Réponse apportée en séance publique le 19/01/2006

M. Hamlaoui Mékachéra, ministre délégué. Monsieur le sénateur, Mme le ministre de la défense, en déplacement à l'Île Longue, où elle accompagne le Président de la République, m'a demandé d'apporter à la question que vous avez bien voulu poser les réponses suivantes.

Tout d'abord, nous devons nous féliciter de la coopération avec les autorités égyptiennes en vue du franchissement, par l'ex-Clemenceau, du canal de Suez.

M. René-Pierre Signé. En payant !

M. Hamlaoui Mékachéra, ministre délégué. Par ailleurs, il convient de préciser que, conformément à la loi, un matériel de guerre conserve cette qualification jusqu'à sa destruction totale. De ce fait, le Clemenceau n'entre pas dans les catégories visées par les conventions de Bâle.

M. René-Pierre Signé. Il pollue quand même !

M. Hamlaoui Mékachéra, ministre délégué. Par conséquent, il n'existe pas, par nature, d'interdiction d'emprunter le canal.

J'ajoute que cette qualification a été confortée par des décisions juridictionnelles, et je pense notamment au jugement en référé du tribunal administratif de Paris du 30 décembre 2005.

Monsieur le sénateur, comme le soulignent tous les observateurs attentifs, la Marine nationale est le premier armateur à avoir effectué un désamiantage préalable.

M. Roland Muzeau. Elle y a été contrainte !

M. Hamlaoui Mékachéra, ministre délégué. Celui-ci a été mené en France dans des conditions irréprochables. Il n'avait rien d'une opération « cosmétique » : il a duré un an; représentant 50 000 heures de travail. C'est ainsi que 115 tonnes d'amiante ont été retirées du navire, sur les 160 tonnes qu'il contenait.

Mme Hélène Luc. Donc, il en reste tout de même 45 !

M. Paul Raoult. Il fallait tout enlever !

M. Hamlaoui Mékachéra, ministre délégué. Les 45 tonnes restantes représentent 0,2 % du poids du bâtiment.

Aller plus loin dans le désamiantage, comme vous le suggériez, monsieur le sénateur, aurait rendu impossible le remorquage du navire.

En Inde, le ministère de la défense a choisi un chantier de démantèlement de qualité. Il sera suivi tout au long du processus par une société française compétente pour contrôler cette qualité.
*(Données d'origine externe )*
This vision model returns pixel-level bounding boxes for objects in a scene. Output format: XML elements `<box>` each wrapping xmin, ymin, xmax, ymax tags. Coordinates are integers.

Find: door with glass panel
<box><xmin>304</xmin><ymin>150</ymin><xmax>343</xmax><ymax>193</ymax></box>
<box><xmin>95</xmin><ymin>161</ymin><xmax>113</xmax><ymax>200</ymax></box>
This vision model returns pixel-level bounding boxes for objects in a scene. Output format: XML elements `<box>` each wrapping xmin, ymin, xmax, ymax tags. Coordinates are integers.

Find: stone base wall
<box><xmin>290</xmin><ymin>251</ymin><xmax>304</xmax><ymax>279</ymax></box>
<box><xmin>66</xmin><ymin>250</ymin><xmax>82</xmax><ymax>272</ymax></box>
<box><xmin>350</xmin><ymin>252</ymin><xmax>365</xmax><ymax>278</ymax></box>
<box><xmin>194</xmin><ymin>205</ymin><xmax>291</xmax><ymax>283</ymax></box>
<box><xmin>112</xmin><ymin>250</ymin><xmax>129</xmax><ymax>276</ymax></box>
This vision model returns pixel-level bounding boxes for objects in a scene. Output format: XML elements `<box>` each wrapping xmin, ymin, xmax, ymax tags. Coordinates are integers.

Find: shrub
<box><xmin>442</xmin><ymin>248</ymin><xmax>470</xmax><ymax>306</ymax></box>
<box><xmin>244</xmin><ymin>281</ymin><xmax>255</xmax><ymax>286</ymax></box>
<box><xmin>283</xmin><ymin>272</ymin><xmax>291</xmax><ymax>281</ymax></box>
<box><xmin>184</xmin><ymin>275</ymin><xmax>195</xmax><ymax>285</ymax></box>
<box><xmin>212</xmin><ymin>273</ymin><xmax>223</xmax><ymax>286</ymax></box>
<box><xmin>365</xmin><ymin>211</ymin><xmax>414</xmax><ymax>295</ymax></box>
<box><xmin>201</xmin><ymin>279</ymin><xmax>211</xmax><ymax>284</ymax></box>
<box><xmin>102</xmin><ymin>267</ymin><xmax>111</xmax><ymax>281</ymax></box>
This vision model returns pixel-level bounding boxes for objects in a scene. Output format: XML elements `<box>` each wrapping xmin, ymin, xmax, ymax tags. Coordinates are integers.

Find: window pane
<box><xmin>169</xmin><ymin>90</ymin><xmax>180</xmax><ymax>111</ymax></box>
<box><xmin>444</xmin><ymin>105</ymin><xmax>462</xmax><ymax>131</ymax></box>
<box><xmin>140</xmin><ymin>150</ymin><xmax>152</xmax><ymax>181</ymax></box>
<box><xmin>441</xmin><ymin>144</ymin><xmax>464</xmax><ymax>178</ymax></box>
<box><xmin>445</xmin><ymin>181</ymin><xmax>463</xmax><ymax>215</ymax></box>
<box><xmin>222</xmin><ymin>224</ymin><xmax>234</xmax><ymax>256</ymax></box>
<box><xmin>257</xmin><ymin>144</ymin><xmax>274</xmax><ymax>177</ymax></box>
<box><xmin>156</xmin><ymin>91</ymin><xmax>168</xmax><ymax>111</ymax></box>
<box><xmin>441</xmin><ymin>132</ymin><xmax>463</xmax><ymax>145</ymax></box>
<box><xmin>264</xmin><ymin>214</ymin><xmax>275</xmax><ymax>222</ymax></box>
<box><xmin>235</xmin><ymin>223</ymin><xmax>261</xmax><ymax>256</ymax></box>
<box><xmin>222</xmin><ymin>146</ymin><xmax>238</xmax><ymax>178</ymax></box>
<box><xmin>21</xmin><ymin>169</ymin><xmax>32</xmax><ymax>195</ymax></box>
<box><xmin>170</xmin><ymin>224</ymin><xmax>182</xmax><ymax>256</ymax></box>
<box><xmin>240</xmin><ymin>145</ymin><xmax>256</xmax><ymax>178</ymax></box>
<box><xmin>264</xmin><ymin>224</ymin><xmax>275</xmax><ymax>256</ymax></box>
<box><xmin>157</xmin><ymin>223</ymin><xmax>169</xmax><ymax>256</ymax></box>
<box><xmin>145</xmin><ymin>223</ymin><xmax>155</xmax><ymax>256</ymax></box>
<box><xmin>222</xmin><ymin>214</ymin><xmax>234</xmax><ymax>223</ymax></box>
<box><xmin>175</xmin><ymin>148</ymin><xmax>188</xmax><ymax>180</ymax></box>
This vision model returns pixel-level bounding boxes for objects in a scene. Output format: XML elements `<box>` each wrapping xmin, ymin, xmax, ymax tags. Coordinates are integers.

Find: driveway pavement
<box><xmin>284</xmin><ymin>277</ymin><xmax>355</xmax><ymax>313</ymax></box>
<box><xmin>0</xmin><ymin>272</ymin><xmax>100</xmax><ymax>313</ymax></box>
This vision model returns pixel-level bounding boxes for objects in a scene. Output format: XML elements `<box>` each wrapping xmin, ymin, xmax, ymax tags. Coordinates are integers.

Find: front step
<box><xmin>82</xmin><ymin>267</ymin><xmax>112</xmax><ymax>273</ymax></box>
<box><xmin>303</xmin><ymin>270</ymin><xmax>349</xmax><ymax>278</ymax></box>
M. Paul Raoult. Ce n'est pas ce que l'on a vu à la télé !

M. Hamlaoui Mékachéra, ministre délégué. À cette précaution s'ajoute la présence d'un expert indépendant et de cinq ingénieurs indiens, formés en France.

Enfin, un ensemble de matériels de protection individuelle et collective sera expédié en Inde avant l'arrivée du navire.

Mme Hélène Luc. Il est toujours bloqué à Port Saïd !

M. Hamlaoui Mékachéra, ministre délégué. Monsieur le sénateur, nous attendons sereinement le jugement de la Cour suprême indienne. Nous lui transmettons l'ensemble des documents et des informations qu'elle nous demande.

Telles sont les précisions que je suis en mesure de vous communiquer sur ce dossier. (Applaudissements sur les travées de l'UMP et de l'UC-UDF.)